Kaum hatte die Prinzessin dies gesagt, da hörten sie Türenschlagen und sahen den Riesen kommen. Und um nicht gesehen zu werden, sagte der Ritter: »Gott und Ameise«, da konnte der Riese ihn nicht sehen. Unbemerkt ging die Ameise in das Zimmer der Prinzessin und blieb dort. Und in der Nacht, als alle schon schliefen, wurde die Ameise wieder zum Ritter und begann mit der Prinzessin zu reden und fragte sie, wie er den Riesen töten könne. Und sie sagte zu ihm, dass der Riese das Ei bewache und sie nicht wisse, wo es sei. Und so blieb der Ritter drei Nächte bei der Prinzessin und redete mit ihr.

Der Riese aber bewachte das Ei in einem Stachelschwein. Und nach vier Tagen kam der Riese mit dem Stachelschwein zu der Prinzessin und sagte zu ihr, er rieche Menschenfleisch und wolle es essen. Und als der Ritter das Stachelschwein kommen sah, sagte er: »Gott und Löwe.« Und da kämpften das Stachelschwein und der Löwe miteinander.
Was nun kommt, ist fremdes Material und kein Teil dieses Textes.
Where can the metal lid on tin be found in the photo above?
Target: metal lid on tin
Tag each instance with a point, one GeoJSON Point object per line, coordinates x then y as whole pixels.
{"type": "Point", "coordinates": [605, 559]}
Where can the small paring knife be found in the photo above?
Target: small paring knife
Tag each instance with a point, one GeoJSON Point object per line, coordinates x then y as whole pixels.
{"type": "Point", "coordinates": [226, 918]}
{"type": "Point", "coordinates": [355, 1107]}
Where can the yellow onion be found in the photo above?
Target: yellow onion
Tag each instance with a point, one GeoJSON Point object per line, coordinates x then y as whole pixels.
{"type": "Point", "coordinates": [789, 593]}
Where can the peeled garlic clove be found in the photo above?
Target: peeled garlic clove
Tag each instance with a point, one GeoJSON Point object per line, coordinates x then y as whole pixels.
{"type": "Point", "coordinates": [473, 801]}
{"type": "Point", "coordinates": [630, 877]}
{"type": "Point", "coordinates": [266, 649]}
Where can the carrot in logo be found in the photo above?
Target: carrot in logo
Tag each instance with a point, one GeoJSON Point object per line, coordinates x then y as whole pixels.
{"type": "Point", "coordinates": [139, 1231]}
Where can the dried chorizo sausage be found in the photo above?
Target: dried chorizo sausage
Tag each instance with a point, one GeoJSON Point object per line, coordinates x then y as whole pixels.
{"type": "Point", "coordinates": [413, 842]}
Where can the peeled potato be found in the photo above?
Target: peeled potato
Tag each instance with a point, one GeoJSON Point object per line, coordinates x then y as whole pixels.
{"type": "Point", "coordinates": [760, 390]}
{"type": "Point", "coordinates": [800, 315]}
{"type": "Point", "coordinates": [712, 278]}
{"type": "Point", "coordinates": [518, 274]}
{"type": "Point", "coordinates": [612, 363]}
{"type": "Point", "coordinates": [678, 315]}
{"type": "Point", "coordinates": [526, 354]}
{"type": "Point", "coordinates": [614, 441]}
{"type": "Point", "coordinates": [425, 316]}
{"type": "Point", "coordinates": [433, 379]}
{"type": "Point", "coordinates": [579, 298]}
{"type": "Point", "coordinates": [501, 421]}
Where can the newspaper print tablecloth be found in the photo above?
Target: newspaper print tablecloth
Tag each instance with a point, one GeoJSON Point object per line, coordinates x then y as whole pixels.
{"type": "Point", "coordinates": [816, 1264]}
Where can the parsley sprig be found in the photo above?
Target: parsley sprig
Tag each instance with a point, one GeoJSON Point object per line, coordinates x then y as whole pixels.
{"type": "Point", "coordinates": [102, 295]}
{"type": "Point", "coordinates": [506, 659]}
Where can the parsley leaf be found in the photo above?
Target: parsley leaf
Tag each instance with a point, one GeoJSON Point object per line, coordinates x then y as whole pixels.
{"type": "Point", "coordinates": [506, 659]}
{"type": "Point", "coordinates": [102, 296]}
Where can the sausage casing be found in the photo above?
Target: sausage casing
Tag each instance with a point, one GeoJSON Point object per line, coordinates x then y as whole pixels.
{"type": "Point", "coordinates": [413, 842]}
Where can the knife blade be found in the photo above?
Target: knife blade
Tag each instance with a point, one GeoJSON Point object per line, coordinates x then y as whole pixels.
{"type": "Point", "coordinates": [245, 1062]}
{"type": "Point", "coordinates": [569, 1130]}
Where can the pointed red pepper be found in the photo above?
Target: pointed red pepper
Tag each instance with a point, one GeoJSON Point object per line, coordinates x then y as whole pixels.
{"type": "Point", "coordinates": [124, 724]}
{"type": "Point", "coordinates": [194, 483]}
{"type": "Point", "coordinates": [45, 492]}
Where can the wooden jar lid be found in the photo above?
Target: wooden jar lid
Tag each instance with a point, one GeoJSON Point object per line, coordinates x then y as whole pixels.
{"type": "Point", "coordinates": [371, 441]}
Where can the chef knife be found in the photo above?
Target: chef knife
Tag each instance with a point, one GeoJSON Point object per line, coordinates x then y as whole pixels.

Und als der Löwe das Stachelschwein schon fast besiegt hatte, da verwandelte es sich in einen Hasen und lief davon. Da verwandelte sich der Ritter wieder in einen Menschen und sagte: »Gott und Windhund.« Und da wurde er ein Windhund und lief hinter dem Hasen her. Und als der Windhund den Hasen schon fast erwischt hatte, da verwandelte sich der Hase in eine Taube und flog davon. Und dann wurde der Ritter wieder ein Mensch und sagte: »Gott und Adler.« Und er verwandelte sich in einen Adler und flog hinter der Taube her. Und er packte sie. Und dann wurde der Ritter wieder ein Mensch und tötete die Taube und fand darin das Ei, welches das Leben des Riesen enthielt. Da wurde dem Riesen gar übel zumute. Und der Ritter kam mit dem Ei und warf es dem Riesen an die Stirn, da zerbrach es, und der Riese starb. Und sterbend sagte er: »So sind die Frauen. Du hast den Zauber erzählt, und mich hat man getötet.« Und der Ritter heiratete die Prinzessin, die nun entzaubert war.